Beberapa hasil penelitian mengenai konflik agama baik di masa Orde Baru maupun di masa reformasi menunjukkan betapa penting peran pemerintah baik langsung maupun tidak langsung dalam hampir semua kasus konflik agama salama ini. Saidi dkk (2001; 1 - 20) yang secara khusus menyoroti kebijakan keagamaan, Orde Baru melihat bahwa intervensi pemerintah yang berlebihan terhadap kehidupan keagamaan mengimplikasikan banyak hal, dua di antaranya adalah, pertama, kekecewaan, ketidakpuasan, dan kemarahan sebagian kaum beragama yang dalam konteks Islam kemudian melahirkan gerakan-gerakan radikal-fundamental-ekstrim yang di masa Orde Baru ditunjukkan oleh kasus-kasus Tanjungpriuk, Lampung, dan sebangsanya.
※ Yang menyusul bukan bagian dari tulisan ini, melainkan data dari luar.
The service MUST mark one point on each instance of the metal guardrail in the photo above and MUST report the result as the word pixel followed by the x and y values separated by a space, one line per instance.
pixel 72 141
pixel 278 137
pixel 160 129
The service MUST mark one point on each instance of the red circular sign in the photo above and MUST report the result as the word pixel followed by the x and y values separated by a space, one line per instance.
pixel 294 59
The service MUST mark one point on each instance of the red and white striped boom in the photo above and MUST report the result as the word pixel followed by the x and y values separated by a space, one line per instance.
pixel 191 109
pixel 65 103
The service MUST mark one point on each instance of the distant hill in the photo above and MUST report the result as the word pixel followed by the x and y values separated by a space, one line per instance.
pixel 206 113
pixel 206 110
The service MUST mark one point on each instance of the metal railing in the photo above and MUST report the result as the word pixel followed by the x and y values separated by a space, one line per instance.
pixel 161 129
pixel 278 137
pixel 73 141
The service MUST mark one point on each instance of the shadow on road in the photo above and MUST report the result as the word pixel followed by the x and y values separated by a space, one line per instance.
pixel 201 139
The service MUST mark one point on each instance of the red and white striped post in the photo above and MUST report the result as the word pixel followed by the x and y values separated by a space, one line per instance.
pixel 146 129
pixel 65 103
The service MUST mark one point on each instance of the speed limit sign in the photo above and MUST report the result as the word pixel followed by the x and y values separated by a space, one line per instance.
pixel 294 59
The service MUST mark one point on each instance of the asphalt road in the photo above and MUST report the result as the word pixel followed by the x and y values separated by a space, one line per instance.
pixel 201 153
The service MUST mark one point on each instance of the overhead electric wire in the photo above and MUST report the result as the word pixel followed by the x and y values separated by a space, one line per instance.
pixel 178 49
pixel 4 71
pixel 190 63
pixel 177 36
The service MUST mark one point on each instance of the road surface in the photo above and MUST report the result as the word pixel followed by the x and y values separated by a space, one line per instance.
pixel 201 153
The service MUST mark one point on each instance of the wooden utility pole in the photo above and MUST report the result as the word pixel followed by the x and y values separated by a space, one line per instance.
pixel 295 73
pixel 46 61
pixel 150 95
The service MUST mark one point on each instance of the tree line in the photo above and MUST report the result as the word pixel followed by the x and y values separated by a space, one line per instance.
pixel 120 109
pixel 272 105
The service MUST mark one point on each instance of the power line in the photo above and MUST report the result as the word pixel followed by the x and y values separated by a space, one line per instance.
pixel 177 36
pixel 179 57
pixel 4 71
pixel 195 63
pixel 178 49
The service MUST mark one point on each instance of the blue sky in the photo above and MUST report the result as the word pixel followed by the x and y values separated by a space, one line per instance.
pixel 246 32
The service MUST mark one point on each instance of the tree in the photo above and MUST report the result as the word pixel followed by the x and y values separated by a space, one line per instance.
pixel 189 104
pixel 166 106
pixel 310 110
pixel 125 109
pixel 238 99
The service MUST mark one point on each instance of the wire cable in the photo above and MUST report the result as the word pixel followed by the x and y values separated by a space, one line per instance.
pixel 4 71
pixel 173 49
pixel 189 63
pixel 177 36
Kedua, ketidak-percayaan sebagian kaum muslim terhadap sistem kenegaraan yang dianggap tidak dapat memberikan kesejahteraan dan keadilan yang merata sehingga mendorong mereka untuk mengidealisasi (mengilusi) Islam sebagai sesuatu yang kaffah dan alternatif bagi penataan kehidupan kenegaraan maupun kemasyarakatan di masa depan. Idealisasi Islam kaffah itu lalu menumbuhsuburkan puritanisasi dan ortodoksi yang bagi sebagaian kaum muslim lain cenderung berlebihan dan mengancam kehidupan plural dan multicultural.
Persoalan yang kita hadapi adalah mempertanyakan dimana peran atau posisi agama dalam kehidupan yang penuh konflik ini? Apakah agama dapat berperan sebagai alat atau media yang kuat dalam resolusi konflik atau bahkan agama menjadi bagian dari konflik yang terjadi dan tidak habis-habisnya, atau agama justru menimbulkan pemicu terjadinya konflik?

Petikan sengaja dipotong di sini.